Ms. Zickefoose feeds peanuts, too, “candy-industry rejects that I get in 50-pound bags, and roast before feeding,” she said, delighting everyone from woodpeckers to chipping sparrows.
And thistle seed is a finch magnet.
Another idea: Save your eggshells. Bake them in the oven on low to sterilize them, then crush and toss them on sidewalks or, as Ms. Zickefoose does, on the garage roof. They provide calcium female birds need to make eggs of their own.
She goes further, creating a concoction called Zick Dough from lard, peanut butter, nonmedicated chick starter (a poultry feed), oats, cornmeal and flour. It’s served as a crumbly winter treat in a domed plexiglass feeder tray to keep it dry.
But some birds will eat anything — even if it’s not listed on the feeder-bird food preference charts — like one bald eagle Ms. Zickefoose told me about, who flew away with a whole pan of lasagna cooling on the deck of a home in Alaska.

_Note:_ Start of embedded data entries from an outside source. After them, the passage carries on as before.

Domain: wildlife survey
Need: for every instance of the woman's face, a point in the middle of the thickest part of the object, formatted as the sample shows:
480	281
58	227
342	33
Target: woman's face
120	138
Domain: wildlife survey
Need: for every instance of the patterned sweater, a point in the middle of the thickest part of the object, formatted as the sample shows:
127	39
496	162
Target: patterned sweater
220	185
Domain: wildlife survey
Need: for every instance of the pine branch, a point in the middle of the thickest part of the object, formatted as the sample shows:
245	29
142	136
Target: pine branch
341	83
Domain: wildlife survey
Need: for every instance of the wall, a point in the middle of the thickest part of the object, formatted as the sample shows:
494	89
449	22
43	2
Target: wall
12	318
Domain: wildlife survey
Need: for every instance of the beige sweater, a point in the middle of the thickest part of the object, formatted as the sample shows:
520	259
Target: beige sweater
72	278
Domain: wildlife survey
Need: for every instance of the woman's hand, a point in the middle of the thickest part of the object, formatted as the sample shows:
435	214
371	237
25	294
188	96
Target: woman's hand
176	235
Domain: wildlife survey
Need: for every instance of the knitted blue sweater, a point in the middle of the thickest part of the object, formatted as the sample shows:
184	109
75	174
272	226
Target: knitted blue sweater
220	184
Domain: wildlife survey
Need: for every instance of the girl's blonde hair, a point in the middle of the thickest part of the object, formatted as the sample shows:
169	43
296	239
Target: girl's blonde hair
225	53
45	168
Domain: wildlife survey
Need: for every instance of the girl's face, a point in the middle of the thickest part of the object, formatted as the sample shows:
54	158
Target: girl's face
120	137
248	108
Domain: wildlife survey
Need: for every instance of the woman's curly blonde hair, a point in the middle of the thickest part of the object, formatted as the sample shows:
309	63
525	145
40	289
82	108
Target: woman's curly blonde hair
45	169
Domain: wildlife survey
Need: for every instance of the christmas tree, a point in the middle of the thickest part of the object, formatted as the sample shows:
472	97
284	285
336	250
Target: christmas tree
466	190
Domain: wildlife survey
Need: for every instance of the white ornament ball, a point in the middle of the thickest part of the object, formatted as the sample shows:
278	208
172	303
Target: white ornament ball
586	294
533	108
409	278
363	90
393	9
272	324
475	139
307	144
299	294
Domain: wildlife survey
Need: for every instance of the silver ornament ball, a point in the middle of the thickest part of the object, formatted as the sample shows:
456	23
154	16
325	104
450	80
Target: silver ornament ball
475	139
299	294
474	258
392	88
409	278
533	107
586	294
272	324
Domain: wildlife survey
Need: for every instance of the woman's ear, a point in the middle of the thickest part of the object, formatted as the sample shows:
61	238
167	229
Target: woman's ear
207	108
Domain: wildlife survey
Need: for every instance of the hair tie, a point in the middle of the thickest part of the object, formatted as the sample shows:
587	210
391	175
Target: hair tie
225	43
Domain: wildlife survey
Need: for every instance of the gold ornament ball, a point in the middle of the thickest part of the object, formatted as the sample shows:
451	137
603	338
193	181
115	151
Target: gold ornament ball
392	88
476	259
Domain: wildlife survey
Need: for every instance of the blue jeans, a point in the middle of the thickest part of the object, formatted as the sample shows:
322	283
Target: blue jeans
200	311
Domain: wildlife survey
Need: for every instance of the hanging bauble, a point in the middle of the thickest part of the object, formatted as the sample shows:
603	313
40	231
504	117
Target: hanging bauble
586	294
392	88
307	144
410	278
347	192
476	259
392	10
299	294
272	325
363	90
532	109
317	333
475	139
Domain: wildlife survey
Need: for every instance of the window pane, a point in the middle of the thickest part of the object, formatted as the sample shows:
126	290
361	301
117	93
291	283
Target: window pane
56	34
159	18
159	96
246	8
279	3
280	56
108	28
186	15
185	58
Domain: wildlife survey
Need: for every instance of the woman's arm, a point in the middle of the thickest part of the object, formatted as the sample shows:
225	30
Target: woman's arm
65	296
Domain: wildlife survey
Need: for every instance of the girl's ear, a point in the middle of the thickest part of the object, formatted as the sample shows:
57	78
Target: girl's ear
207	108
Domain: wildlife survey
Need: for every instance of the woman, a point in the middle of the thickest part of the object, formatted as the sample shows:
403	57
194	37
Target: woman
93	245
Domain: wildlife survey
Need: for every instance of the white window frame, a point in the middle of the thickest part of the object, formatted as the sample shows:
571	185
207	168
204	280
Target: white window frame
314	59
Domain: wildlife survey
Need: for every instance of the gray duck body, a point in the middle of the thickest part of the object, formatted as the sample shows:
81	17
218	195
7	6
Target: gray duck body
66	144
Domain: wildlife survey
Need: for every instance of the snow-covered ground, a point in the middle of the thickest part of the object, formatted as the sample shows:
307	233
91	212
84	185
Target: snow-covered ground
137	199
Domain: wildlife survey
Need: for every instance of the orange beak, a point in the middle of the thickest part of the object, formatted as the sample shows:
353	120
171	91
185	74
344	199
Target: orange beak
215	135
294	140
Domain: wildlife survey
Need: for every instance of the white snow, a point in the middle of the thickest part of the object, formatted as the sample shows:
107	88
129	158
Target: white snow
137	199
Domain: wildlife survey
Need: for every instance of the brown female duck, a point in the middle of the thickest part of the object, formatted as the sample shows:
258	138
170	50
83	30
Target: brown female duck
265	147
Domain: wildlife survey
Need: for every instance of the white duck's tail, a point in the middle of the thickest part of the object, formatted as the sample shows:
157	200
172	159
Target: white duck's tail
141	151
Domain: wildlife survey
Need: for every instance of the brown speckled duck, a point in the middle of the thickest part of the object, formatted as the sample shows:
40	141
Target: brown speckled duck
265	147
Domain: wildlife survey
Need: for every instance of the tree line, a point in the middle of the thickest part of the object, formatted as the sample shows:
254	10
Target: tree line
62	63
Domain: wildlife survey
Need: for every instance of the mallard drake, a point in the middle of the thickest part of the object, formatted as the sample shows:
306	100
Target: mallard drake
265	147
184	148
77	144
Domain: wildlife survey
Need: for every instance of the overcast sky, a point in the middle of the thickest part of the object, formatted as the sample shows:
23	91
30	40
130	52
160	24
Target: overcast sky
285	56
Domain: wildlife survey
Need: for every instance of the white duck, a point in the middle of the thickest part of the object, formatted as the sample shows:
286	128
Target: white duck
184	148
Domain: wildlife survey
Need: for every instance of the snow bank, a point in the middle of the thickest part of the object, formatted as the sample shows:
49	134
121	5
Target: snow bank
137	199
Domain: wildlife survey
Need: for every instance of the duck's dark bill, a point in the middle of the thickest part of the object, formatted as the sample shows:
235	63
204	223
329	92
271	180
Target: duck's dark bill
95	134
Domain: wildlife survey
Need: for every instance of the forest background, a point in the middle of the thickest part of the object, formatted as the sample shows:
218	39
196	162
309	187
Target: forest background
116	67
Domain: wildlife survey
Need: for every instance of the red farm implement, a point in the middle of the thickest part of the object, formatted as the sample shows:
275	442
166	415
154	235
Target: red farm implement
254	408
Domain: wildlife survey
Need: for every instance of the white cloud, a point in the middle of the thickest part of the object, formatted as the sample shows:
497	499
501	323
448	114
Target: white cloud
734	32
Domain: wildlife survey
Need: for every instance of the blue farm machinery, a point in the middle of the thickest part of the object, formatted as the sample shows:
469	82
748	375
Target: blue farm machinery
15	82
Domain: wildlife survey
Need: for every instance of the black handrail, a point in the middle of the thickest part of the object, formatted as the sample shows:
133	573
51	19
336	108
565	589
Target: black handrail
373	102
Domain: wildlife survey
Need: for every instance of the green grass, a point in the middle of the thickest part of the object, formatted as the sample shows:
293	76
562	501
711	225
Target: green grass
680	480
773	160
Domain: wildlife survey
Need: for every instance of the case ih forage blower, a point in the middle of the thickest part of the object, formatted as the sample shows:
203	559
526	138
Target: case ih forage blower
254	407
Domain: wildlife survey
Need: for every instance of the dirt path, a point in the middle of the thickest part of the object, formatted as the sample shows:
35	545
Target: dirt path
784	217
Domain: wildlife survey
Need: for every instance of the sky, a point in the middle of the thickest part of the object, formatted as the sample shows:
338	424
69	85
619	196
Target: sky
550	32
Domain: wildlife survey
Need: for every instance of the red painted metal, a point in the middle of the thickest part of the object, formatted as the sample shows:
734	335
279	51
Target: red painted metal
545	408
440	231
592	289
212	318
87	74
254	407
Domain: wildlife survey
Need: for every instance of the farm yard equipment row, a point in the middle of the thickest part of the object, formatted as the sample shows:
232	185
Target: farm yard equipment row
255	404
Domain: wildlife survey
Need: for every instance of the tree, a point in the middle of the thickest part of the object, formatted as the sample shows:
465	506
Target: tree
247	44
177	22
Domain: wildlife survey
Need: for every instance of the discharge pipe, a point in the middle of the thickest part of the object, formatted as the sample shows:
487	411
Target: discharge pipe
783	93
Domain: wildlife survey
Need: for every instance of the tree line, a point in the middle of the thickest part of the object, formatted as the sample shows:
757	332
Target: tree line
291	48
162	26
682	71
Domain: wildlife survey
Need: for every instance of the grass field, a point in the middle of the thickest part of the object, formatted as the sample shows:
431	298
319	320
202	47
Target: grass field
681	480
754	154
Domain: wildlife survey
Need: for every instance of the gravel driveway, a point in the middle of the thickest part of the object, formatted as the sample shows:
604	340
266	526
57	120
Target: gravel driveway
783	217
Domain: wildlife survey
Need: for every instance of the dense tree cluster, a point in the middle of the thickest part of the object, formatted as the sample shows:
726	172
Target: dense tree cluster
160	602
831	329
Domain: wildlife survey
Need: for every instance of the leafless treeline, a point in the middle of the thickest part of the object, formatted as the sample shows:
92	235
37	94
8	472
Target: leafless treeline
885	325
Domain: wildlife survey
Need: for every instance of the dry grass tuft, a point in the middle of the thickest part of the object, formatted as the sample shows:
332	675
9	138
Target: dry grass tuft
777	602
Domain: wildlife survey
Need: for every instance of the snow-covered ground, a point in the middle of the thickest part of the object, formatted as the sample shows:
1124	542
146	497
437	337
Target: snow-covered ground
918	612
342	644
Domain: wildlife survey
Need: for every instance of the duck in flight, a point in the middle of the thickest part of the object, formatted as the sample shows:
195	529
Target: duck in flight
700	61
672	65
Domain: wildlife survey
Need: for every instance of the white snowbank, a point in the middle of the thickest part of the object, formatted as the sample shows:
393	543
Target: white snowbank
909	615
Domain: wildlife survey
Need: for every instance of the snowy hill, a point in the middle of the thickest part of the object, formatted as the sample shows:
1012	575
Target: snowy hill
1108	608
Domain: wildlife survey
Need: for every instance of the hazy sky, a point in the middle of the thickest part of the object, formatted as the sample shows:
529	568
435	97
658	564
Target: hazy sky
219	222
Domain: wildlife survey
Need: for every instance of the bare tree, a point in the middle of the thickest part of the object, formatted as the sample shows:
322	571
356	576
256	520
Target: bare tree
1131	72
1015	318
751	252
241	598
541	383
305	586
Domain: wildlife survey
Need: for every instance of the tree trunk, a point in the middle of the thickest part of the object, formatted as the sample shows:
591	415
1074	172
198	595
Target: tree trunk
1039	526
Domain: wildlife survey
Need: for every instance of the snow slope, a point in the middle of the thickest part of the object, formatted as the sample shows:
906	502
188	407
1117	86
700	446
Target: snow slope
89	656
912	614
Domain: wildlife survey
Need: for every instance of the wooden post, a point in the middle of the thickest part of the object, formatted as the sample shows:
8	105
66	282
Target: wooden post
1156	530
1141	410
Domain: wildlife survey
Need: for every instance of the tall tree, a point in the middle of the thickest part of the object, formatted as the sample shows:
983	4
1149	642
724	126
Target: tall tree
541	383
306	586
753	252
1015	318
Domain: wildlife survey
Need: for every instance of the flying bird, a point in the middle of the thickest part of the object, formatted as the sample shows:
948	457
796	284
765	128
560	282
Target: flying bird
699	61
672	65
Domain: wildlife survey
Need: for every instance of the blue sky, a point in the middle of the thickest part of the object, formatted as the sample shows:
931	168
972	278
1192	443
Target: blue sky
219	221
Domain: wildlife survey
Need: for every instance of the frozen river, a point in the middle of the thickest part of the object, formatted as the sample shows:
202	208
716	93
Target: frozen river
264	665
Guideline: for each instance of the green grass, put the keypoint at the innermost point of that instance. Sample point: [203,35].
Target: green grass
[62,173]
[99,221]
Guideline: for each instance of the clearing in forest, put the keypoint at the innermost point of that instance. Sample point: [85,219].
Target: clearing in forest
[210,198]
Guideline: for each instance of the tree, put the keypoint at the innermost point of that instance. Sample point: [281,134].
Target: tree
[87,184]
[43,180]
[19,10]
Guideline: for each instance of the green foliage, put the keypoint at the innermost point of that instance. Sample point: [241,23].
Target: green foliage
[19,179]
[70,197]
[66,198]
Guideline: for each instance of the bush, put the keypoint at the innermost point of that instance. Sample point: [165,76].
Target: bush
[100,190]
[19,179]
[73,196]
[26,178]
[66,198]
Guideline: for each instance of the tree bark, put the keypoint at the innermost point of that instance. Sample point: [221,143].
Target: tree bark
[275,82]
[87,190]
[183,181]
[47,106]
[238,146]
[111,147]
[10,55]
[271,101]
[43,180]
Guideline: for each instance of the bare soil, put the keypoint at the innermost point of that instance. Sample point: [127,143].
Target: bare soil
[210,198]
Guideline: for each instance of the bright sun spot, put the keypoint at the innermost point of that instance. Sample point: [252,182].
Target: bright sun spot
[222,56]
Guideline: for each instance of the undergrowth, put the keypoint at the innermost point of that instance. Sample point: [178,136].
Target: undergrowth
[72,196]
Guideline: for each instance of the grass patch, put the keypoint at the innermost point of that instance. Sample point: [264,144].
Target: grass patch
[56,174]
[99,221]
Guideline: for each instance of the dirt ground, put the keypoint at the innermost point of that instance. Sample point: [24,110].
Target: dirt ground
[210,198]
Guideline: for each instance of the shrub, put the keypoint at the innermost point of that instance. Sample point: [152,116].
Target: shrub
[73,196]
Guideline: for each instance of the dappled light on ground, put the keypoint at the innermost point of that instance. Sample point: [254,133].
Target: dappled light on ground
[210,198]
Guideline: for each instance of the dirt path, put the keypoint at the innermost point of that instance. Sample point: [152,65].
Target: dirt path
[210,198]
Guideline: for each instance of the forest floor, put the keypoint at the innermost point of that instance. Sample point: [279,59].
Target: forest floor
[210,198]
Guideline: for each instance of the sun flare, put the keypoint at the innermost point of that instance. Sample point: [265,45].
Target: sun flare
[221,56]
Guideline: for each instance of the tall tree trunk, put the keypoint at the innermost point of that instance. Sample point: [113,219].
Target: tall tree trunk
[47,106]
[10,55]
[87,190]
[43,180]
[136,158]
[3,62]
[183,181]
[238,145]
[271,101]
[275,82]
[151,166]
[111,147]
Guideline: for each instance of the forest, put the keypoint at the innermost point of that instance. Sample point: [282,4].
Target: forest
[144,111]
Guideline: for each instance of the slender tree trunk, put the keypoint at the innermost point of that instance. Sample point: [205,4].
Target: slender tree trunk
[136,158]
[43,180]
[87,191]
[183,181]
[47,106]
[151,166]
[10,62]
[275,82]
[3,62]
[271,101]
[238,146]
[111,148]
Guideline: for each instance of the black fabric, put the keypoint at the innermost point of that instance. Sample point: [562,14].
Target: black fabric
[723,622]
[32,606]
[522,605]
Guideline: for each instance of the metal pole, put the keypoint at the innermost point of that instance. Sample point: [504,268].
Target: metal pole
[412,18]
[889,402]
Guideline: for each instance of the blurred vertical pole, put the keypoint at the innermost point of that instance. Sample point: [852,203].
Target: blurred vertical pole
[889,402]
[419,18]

And then there are the mice we’ve trapped in our cellars and garages. We recycle them under our feeders, too. The blue jays and crows will thank you.
Just Add Water
In the coldest weather, water may be scarcer than food. A floating de-icer can keep in-ground water gardens open, and there are de-icers small enough for birdbaths.
Or winter water might take the form of a heated pet bowl, Ms. Zickefoose said: “I put a couple of bricks in it, under a nice flat rock covering most of the surface, so the birds can’t bathe, but only drink from it.”
Hygiene, Hygiene, Hygiene
“I’m always thinking of hygiene first,” said Ms. Zickefoose, who rakes regularly beneath her feeders to clean up droppings and any hulls.
Wet seed can cake and mold inside feeders; thistle is especially vulnerable. So shake your feeders before refilling them to check for congealed seed. Scrub them out, and wash and dry them before rehanging if this occurred.
And that big, flat rock on the bricks in the pet bowl? “It’s a platform that also keeps them from pooping into the water quite so much,” she said. “So it stays cleaner between changes every few days.”
Write It Down (and Tell Someone, Too)
Ms. Zickefoose records of all her bird sightings, every adventure — and because she is inclined to draw her observations, she does it old-style, on paper. I use eBird, the virtual database from the Cornell Lab of Ornithology. Project FeederWatch would also love to know what you’re seeing.
We both excitedly email and text other bird-mad friends and especially neighbors, who might want to look out for that unusual visitor we just sighted.
So go ahead and set an inviting table.
What Ms. Zickefoose wrote on her blog during the recent fall migration applies to all things bird: “Go out and take it in. It will save you.”